Sometime last year, Lindsay (mostly Lindsay) and I (very little effort on my part) started planning a dinner with our teachers. She and I both happen to have English teachers who are part of the married couple, the Yamaguchis. She works with Mrs. and I work with Mr. We often discuss the differences between the two because they have very different personalities and work styles.
Finally we were able to nail down a date that worked for everyone, including John and Mayaka who teach with the Yamaguchis’ friends (whose last name I have unfortunately forgotten). We all cooked something to bring. I went with my old standby of chocolate cookie dough truffles and I decided to bring some cauliflower rice as well. I knew they would both be very different for the Japanese people attending the dinner, so bringing them was kind of a risk, but I figured it would not hurt to try.
Lindsay picked me up and we drove to Nobeoka where the Yamaguchi’s live. They have a beautiful fairly new house on a nearly impossible to find road. Eventually, though, we figured it out.

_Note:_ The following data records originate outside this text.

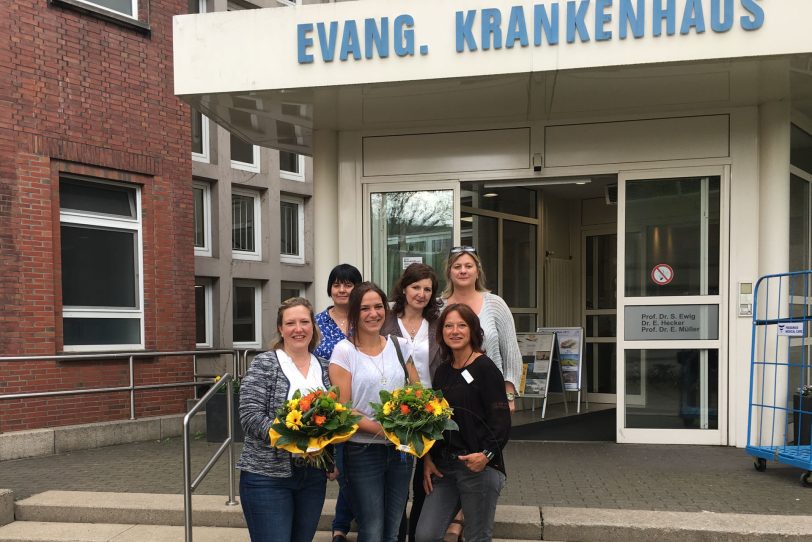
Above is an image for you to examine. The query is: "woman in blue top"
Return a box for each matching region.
[313,263,362,542]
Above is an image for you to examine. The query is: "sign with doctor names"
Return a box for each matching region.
[623,305,719,341]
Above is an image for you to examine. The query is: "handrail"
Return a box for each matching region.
[0,349,240,420]
[183,373,239,542]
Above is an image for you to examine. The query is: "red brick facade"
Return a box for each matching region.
[0,0,195,432]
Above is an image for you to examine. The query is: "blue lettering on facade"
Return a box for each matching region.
[296,0,765,64]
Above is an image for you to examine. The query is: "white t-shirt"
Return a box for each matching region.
[276,348,324,400]
[330,337,412,444]
[398,318,431,388]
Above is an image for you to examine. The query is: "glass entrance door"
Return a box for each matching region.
[364,181,459,294]
[617,168,728,444]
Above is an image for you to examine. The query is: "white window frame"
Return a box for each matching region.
[192,181,211,256]
[192,109,211,164]
[279,151,305,182]
[195,277,214,348]
[59,175,144,352]
[279,195,305,264]
[231,279,262,348]
[78,0,137,21]
[231,187,262,261]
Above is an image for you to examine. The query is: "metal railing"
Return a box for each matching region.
[0,349,238,420]
[183,373,239,542]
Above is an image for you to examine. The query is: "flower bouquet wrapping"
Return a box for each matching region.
[270,386,361,468]
[371,384,459,457]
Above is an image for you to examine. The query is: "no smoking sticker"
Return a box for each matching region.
[651,263,674,286]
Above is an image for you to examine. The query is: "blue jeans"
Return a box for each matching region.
[415,461,505,542]
[240,467,327,542]
[333,444,355,534]
[344,442,414,542]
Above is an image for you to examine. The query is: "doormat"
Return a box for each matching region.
[510,408,617,442]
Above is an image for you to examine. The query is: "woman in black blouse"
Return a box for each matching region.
[416,303,510,542]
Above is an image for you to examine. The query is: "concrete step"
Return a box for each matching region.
[11,491,541,540]
[0,521,544,542]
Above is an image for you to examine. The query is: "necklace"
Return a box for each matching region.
[451,349,474,371]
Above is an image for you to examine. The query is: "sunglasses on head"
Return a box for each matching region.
[448,245,476,256]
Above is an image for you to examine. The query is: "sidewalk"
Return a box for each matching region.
[0,438,812,515]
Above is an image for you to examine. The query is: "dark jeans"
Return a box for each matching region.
[344,442,414,542]
[333,444,355,534]
[416,461,505,542]
[240,467,327,542]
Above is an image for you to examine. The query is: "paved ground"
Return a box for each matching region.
[0,438,812,515]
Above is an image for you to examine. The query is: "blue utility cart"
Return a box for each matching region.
[747,270,812,487]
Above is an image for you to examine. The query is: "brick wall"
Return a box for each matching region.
[0,0,194,431]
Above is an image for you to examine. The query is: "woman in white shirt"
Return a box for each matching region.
[330,282,418,542]
[237,297,334,542]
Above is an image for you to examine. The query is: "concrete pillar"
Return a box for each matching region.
[313,130,340,311]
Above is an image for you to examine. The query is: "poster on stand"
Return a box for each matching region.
[537,327,584,391]
[516,333,555,397]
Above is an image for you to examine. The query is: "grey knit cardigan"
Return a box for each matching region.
[237,350,330,478]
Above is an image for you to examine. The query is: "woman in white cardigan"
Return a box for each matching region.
[442,246,522,412]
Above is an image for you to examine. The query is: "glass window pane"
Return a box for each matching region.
[460,212,498,298]
[231,194,256,252]
[626,177,720,297]
[61,224,138,308]
[625,350,719,429]
[232,285,257,342]
[279,201,299,256]
[192,109,203,154]
[62,318,141,346]
[279,151,301,173]
[84,0,134,17]
[195,284,210,344]
[371,190,454,291]
[192,187,206,247]
[59,179,137,218]
[231,134,254,164]
[461,183,538,218]
[501,220,536,308]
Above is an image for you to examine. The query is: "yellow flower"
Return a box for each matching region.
[285,410,302,431]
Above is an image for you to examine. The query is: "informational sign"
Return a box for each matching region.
[516,333,555,397]
[401,256,423,269]
[623,305,719,341]
[537,327,584,391]
[651,263,674,286]
[778,322,804,337]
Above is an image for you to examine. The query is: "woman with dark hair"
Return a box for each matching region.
[314,263,362,542]
[381,263,443,542]
[330,282,418,542]
[416,303,510,542]
[237,297,334,542]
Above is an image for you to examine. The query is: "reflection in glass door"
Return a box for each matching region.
[366,182,458,292]
[618,168,726,444]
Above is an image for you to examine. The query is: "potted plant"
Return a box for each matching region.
[206,376,245,442]
[791,384,812,446]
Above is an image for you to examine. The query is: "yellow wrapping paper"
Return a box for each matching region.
[383,429,437,458]
[269,418,358,457]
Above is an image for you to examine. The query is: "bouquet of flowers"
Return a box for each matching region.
[372,384,459,457]
[270,386,361,469]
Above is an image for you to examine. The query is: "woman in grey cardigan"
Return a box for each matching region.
[237,297,334,542]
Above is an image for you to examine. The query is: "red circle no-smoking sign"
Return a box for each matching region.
[651,263,674,286]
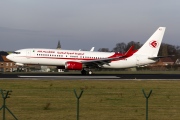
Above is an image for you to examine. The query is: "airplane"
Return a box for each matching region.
[7,27,166,75]
[79,47,94,52]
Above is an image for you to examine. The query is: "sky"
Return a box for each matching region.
[0,0,180,51]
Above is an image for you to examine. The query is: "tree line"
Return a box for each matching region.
[98,41,180,60]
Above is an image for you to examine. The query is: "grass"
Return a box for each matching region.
[0,79,180,120]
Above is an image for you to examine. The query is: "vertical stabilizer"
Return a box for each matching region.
[135,27,166,57]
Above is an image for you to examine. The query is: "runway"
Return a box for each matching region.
[0,73,180,80]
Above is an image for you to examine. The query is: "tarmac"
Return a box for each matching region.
[0,73,180,80]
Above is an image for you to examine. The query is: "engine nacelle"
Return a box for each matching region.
[15,63,24,66]
[65,62,83,70]
[56,66,65,69]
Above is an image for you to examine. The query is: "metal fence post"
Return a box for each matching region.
[142,89,152,120]
[74,89,83,120]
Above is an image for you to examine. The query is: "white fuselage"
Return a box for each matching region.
[7,48,156,68]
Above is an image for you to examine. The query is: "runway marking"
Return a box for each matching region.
[18,76,120,79]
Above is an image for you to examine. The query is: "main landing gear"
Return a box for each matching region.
[81,68,93,75]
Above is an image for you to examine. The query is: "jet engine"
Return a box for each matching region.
[65,62,83,70]
[15,63,24,66]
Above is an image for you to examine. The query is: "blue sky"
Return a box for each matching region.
[0,0,180,50]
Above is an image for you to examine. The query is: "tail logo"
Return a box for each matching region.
[149,40,158,48]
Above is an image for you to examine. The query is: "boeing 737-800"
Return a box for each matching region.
[7,27,165,74]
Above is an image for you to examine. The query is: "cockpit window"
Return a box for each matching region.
[13,52,21,54]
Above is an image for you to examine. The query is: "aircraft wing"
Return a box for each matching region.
[81,46,134,67]
[148,55,174,60]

Dinner was great. Mr. Yamaguchi is an expert fish-cutter and chef. He and I have a running joke because he claims that cutting fish counts as a hobby, separate from fishing. I disagree. Regardless of how one classifies it, the fish were beautifully cut and delicious. The conversation was mostly in English and involved a lot of laughing. We played a bit with the kids and eventually called it a night around 10pm (because some people had to work the next day, but Mr. Yamaguchi and I did not).
Almost as soon as we got to the car, Lindsay said, “You can sleep on the way back.” My early bedtime is infamous, but I had done a very good job of staying awake. Normally by 9:30 my eyes get all squinty as I struggle to keep them open. (I do want to defend this, though. I wake up around 5 most days, with or without my alarm, so it makes sense that I start getting tired so early.) After stopping for gas on the way back, we were back in Hyuga around 11.